HILA
|
This file contains #defined constants. More...
Go to the source code of this file.
Macros | |
#define | NDEBUG |
Turn off asserts which are on by default. | |
#define | NDIM 4 |
HILA system dimensionality. | |
#define | DEFAULT_OUTPUT_NAME "output" |
Default output file name. | |
#define | EVEN_SITES_FIRST |
EVEN_SITES_FIRST is default. To traverse odd sites first set -DEVEN_SITES_FIRST=0. | |
#define | NODE_LAYOUT_BLOCK 4 |
#define | WRITE_BUFFER_SIZE 2000000 |
#define | GPU_MEMORY_POOL |
#define | GPU_AWARE_MPI 1 |
#define | GPU_RNG_THREAD_BLOCKS 32 |
#define | GPU_VECTOR_REDUCTION_THREAD_BLOCKS 32 |
#define | GPUFFT_BATCH_SIZE 256 |
#define | GPU_GLOBAL_ARG_MAX_SIZE 2048 |
GPU_SYNCHRONIZE_TIMERS : if set and !=0 synchronize GPU on timer calls, in order to obtain meaningful timer values. | |
#define | N_threads 256 |
General number of threads in a thread block. | |
This file contains #defined constants.
These can be overruled in application Makefile, with APP_OPTS := -DPARAMETER=value.

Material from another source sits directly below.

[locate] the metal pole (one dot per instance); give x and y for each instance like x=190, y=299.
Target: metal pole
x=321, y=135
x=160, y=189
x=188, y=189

There are two types of #define variables, True/False switches or parameter variables.
True/False statements can be set with either 0 (False) or 1 (True) as -DPARAMETER=0.
Parameter variables are set similary with -DPARAMETER=var where var is the chosen variable
Definition in file params.h.
#define GPU_AWARE_MPI 1 |
#define GPU_GLOBAL_ARG_MAX_SIZE 2048 |
GPU_SYNCHRONIZE_TIMERS : if set and !=0 synchronize GPU on timer calls, in order to obtain meaningful timer values.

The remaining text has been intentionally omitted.